As early as 2011, he testified before the House Transportation and Commerce Committee warning of the growing “skills gap” in America. When he returned in 2017, he noted that since he last appeared the “skills gap had gotten even wider, tuition got even more expensive, and guidance counselors continued to use a career in the trades as a ‘cautionary tale’ for those who resisted a four-year degree.” 

More than just a lack of education and opportunity, Rowe says that America’s younger generations have an “undeniable lack of will” to do the kinds of jobs necessary to reinvigorate the American manufacturing base.

There’s a powerful and logical assumption that unemployment can be remedied with more opportunity. But the skills gap proves that opportunity is not enough to get people working,” Rowe said in his 2017 testimony.  

“And while more and better training is certainly part of the solution, that’s not enough either. Because underneath the lack of skill, is an undeniable lack of will. A lack of enthusiasm,” he continued. 

“When we took shop class out of high school, we sent an unmistakable message to an entire generation of students. We told them – no, we showed them – that a whole category of jobs was simply not desirable,” Rowe concluded. “Is it any wonder, those are the very jobs that go begging today?”

President Trump seems to understand this dynamic. During his first and second terms he has promoted trade apprenticeship programs and vocational schooling as an alternative to the standard four-year college degree. 

Recently, the president faced backlash from some conservative allies after he said in an interview that America needed some foreign workers to fill roles in new high-tech manufacturing projects because there are not enough skilled workers in the United States. 

“[You] don’t have certain talents, and people have to learn. You can’t take people off an unemployment line and say, ‘I’m going to put you into a factory where we’re going to make missiles,’” Trump said in an interview with Fox News’ Laura Ingraham. 

The president later explained his comments at the U.S.-Saudi Arabia Investment Forum in Washington, D.C. 

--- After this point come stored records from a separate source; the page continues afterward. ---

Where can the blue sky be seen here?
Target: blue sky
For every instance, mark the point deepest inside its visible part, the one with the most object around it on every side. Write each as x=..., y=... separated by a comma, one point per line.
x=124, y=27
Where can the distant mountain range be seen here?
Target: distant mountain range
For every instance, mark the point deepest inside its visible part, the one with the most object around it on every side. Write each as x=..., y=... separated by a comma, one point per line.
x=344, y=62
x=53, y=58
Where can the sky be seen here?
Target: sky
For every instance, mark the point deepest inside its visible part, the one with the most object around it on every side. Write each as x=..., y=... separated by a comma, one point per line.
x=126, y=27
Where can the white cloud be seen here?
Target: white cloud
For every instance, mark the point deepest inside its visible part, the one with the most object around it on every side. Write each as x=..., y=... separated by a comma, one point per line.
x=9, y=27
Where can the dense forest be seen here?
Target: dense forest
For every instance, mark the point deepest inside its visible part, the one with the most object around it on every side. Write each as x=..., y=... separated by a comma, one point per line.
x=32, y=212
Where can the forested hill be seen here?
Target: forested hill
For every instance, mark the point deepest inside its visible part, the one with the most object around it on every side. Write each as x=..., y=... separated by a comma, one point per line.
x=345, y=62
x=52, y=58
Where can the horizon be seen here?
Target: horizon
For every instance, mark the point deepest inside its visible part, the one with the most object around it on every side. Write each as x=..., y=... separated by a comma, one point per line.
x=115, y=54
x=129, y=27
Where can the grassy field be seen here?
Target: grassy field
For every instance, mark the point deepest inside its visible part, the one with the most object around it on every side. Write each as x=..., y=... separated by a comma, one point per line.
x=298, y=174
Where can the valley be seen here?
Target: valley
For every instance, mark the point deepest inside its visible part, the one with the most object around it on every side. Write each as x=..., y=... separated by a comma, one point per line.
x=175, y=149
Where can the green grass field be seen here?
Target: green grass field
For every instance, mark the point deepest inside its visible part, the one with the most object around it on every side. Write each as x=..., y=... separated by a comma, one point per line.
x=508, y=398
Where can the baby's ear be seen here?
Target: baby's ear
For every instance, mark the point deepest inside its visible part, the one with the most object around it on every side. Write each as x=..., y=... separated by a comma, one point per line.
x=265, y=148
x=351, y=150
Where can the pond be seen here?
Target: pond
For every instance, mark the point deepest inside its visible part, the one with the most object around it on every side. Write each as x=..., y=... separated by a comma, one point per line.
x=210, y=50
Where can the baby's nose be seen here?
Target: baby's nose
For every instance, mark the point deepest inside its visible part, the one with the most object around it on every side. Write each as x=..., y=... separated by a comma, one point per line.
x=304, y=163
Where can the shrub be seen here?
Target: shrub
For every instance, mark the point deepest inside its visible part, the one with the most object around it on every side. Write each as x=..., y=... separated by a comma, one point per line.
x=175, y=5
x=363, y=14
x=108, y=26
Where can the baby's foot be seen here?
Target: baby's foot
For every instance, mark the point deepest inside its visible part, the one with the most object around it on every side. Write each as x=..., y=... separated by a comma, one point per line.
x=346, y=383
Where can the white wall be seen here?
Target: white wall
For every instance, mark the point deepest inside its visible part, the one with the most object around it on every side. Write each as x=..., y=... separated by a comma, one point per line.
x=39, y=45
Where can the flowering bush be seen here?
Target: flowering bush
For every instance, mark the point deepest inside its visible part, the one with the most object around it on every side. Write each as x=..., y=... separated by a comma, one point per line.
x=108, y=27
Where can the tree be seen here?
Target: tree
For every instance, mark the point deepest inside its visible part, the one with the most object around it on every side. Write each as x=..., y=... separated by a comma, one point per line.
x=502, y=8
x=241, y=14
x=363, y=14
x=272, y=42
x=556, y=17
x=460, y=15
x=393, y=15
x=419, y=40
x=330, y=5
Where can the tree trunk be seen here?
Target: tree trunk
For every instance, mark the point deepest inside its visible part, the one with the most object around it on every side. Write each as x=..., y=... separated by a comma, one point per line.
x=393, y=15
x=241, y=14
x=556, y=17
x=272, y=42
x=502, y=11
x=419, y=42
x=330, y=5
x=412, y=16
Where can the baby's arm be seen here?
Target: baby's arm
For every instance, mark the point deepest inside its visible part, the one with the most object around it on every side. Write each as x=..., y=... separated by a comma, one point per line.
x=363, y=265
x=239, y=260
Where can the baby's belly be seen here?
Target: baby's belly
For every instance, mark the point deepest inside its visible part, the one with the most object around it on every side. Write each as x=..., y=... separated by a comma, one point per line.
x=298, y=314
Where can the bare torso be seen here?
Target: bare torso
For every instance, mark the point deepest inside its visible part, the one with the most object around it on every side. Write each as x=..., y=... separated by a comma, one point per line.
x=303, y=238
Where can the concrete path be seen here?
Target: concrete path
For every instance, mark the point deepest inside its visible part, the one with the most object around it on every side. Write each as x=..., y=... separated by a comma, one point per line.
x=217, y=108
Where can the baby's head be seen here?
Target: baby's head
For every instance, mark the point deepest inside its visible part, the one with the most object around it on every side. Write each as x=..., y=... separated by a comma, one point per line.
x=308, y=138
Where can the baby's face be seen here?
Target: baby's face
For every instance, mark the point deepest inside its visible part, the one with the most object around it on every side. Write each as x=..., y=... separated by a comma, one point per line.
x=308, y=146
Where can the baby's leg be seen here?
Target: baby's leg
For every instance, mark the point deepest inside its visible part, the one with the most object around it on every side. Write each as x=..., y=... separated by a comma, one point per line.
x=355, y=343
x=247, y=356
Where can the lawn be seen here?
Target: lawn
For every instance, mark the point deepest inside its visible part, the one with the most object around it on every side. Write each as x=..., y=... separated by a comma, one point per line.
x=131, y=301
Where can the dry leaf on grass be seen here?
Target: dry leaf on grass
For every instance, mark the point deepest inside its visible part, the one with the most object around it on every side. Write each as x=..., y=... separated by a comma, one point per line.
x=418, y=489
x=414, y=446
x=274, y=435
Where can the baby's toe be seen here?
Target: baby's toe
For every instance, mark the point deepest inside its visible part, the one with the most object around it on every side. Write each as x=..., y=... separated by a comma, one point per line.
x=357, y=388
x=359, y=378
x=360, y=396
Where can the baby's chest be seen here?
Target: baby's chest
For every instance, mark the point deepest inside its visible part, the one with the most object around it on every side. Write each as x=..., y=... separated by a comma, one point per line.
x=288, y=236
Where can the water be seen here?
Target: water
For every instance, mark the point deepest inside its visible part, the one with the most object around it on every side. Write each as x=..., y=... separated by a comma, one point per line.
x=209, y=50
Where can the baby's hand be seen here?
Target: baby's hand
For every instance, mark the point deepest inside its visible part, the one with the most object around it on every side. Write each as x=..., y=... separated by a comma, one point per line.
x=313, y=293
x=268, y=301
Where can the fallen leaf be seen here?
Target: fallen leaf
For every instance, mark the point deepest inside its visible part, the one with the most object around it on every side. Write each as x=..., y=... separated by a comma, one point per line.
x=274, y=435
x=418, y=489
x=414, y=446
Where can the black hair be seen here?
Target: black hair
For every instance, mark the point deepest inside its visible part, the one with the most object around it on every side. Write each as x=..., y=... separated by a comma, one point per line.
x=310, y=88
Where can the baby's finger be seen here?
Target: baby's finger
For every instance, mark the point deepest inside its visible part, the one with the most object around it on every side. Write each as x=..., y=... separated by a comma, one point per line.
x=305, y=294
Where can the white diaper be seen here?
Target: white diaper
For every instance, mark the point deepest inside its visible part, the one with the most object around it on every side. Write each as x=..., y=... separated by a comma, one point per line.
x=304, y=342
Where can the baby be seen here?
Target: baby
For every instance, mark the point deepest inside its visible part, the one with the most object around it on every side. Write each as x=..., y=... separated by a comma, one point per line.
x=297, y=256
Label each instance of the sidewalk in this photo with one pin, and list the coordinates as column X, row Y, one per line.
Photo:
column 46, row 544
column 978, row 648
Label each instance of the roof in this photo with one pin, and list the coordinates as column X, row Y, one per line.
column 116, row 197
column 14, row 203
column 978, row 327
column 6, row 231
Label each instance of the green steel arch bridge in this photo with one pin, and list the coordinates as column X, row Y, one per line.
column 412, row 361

“They just don’t understand,” Trump said of the critics. “People have to be taught this is something they’ve never done. But we’re not going to be successful if we don’t allow people that invest billions of dollars in plants and equipment to bring a lot of their people from their country to get that plant open, operating and working. I’m sorry.”

There are signs that interest in the trades, which are vital to a manufacturing revival, could be returning. Data show that in recent years enrollment in vocational training programs has been surging exponentially. The most recent study from the National Student Clearinghouse found enrollment at these institutions has grown “ by almost 20% since the spring of 2020.” 

Companies are also investing in training programs and boosting wages in an attempt to recruit workers. 

"The four-year degrees are trending down in [the Gen Z] cohort," Rowe told Fox Business earlier this year. "There’s a lot more interest in electricians, and plumbers, and steamfitters, and welders and pipefitters."